The summary dashboard is divided into the glycemic panel (HbA1c and fasting plasma glucose), renal panel (eGFR and UACR) and lipid panel (total cholesterol, HDL, LDL and triglycerides) (Fig 2). Each circle displays the latest result for each of the laboratory markers related to diabetes care, and is color-coded according to the level of control of the markers. The interpretation of these color codes is shown in the legend located at the bottom of the summary dashboard. Another decision support feature is the asterisk, which is displayed next to the test name. It appears when the recommended testing interval has been exceeded for that particular test.


Using the alert module, alerts are generated when a particular test has exceeded the recommended testing interval. The number of months since the last test is displayed next to the test name (Fig 2). These alerts serve as a reminder to the user that these tests should be repeated soon. Alerts are also generated when there is no previous record of a particular test.


The table displays all past laboratory results in chronological order (Fig 2). Similar to the summary dashboard, the results are color-coded according to the level of control of the laboratory markers related to diabetes care, using the color-coding module.

Interactive time-series graphs.

Using the laboratory results of a patient, interactive graphs are generated for each of the tests (Fig 2). The test results are plotted against test dates, allowing the user to view any long term trends that may be present. Graph tools located on the left side of the graph tool allow the user to pan, zoom and reset the graphs when required. Additionally, the panning of all the graphs along the x axis is synchronized, in order to allow a direct comparison of the results. Users can also view the test result for each individual point in the graphs by hovering over it.

Evaluation of the Diabetes Dashboard

An online self-administered survey was designed to compare the ease of detecting abnormal values, suboptimal testing periods, and long-term trends, as well as of identifying the need for treatment adjustment between the Diabetes Dashboard and a mock version of the CPSS2 interface. This was conducted using FluidSurveys (, an online survey tool that allows for randomization and timed surveys.

Survey participants.

An open invitation to participate in this survey was extended via email to the final year medical students (N = 300), who were undergoing their final year examinations from the Yong Loo Lin School of Medicine, National University of Singapore.
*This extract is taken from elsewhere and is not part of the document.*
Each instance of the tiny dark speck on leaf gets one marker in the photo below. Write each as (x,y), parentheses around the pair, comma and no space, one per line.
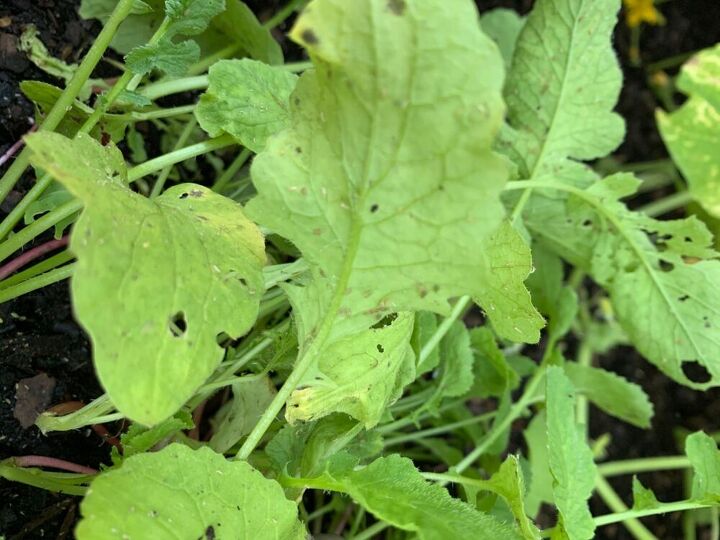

Thirty-eight of these students volunteered to participate in the survey and provided their consent electronically by clicking a consent checkbox before the start of the online survey. This survey was conducted anonymously. The final year medical students were chosen as study subjects as they were expected to have the clinical knowledge of a junior doctor, who is expected to manage diabetes, and were relatively naive to any electronic health record systems.

Survey design.

A summary of the survey design is shown in Fig 3. Survey participants were randomly assigned to either the Diabetes Dashboard or the mock CPSS2 interface. Eight clinical scenarios were displayed in their assigned interface, and the participants had to answer a series of clinical questions regarding the detection of abnormal values, suboptimal testing periods, long term trends, and identifying the need for treatment adjustment for each of the scenarios. Each student saw the same 8 cases that each other student saw. The clinical scenarios were jointly designed by two consultant clinicians. The complete set of survey questions are provided as S1 Text. The time the participants spent on each case was also recorded.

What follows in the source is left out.